Growing up, I’ve always dealt with ear problems, whether it was from wax buildup, constant ear infections, or having to wear an ear plug to swim and shower. Hearing loss can be caused by noise, aging, disease, heredity, and other reasons. It doesn’t matter how old you are; anyone can be diagnosed with hearing loss.
When I was about four I had to get tubes in my eardrums because fluid kept building up and getting trapped. Fluid buildup can cause hearing loss and lots of ear infections. Before getting the tubes put in my ears, I had a hearing test with my pediatrician, which did not go well at all. I then went to an audiologist to have further tests, which confirmed that I needed the tubes. After I got the tubes there was an instant improvement in my hearing and that led me to start talking more.
In the summer of 2007, I had a follow-up appointment for the ear tubes. One of the tubes wasn’t there, which was expected since they’re supposed to fall out on their own. The other tube fell out after the doctor poked at it.
Later that year I got an infection which prompted a visit to the ear, nose, and throat doctor. I was about six at the time, and the ENT discovered that my right ear drum had not properly healed from the ear tubes. There was a small hole in my ear drum which caused hearing loss.
The doctor first recommended surgery to patch the hole when I was around seven. The surgery would essentially glue a little patch over the eardrum. The surgery didn’t work. After a couple of years passed when I was about eight, I had a second surgery to attempt to fix the hole. This time they used a grafted cartilage to cover the hole. This surgery didn’t work either. There was still a hole in my eardrum deteriorating my hearing. After the second surgery failed, I continued to get my hearing tested every six months. My hearing was always normal in my left ear but in my right ear, it fluctuated between mild and moderate hearing loss.
In September 2013 the audiologist recommended that I get a hearing aid. The hearing aid actually worked for a while. I was more chatty, according to my parents. However, I stopped wearing the hearing aid after a while since it grew to be uncomfortable.
Getting through college with hearing loss
I entered my freshman year at Cabrini in 2019 without a hearing aid. Although I didn’t use the Accessibility Resource Center for any accommodation I did do little things to help, such as sitting closer to the front of classrooms so I could hear my teachers better. Surprisingly, my hearing loss didn’t affect my social life in a huge way.

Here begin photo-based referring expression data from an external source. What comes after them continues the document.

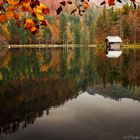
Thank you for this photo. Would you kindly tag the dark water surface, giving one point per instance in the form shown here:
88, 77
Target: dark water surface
75, 94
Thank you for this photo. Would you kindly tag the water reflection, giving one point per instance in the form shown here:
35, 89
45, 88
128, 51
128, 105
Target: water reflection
33, 80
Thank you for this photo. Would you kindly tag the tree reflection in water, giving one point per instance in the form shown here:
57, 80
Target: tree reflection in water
32, 81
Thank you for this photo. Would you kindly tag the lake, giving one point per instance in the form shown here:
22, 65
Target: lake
69, 94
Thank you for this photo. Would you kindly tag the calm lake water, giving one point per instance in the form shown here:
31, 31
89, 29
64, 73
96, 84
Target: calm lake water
74, 94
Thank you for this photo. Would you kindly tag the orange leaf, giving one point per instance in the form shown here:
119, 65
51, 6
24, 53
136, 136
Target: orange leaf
33, 29
86, 5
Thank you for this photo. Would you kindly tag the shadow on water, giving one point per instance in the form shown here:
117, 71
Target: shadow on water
32, 81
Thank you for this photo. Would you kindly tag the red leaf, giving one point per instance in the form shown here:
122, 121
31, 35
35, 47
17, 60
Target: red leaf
59, 10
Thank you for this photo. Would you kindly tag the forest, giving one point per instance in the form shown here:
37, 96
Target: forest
90, 27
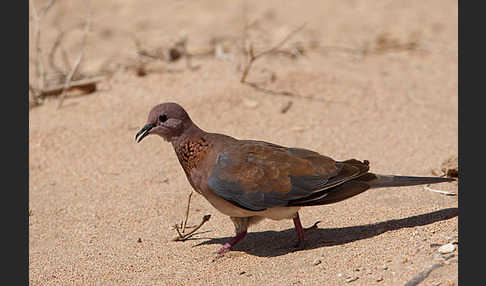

Hearing loss in the United States is a large problem. According to the NIDCD, one in eight people in the United States, which is about 13%, or 30 million, age 12 years or older has hearing loss in both ears, based on standard hearing examinations. College students with some form of hearing loss don’t have a high graduation rate. According to EDUMED over 20,000 deaf or hard-of-hearing students have enrolled in post-secondary institutions annually. Only 30% of hearing-impaired students graduate with a four-year degree.
In the summer of 2021, a new doctor recommended another surgery to try one last time to fix my ear drum. There were two reasons to get this surgery. First, I was still getting ear infections every 18 months or so. Second, this surgery could improve my hearing. This time, the surgery only partially worked. I don’t get ear infections as often as I used to, and I don’t have to wear an ear plug anymore. Unfortunately, it didn’t improve my hearing at all.
Now that I’m in the process of completing the final semester of my senior year, I still struggle sometimes with hearing people or being in large groups of people.
Even though I probably would not be experiencing hearing loss right now if I continued wearing a hearing aid, I am glad I decided to stop wearing it because I would not have been comfortable or gotten used to wearing it. On average hearing aid can cost between $2,000 and $3,000. Until a hearing aid is made that is both comfortable to wear and somewhat affordable, I don’t think I’ll ever go back to wearing one unless my hearing gets drastically worse.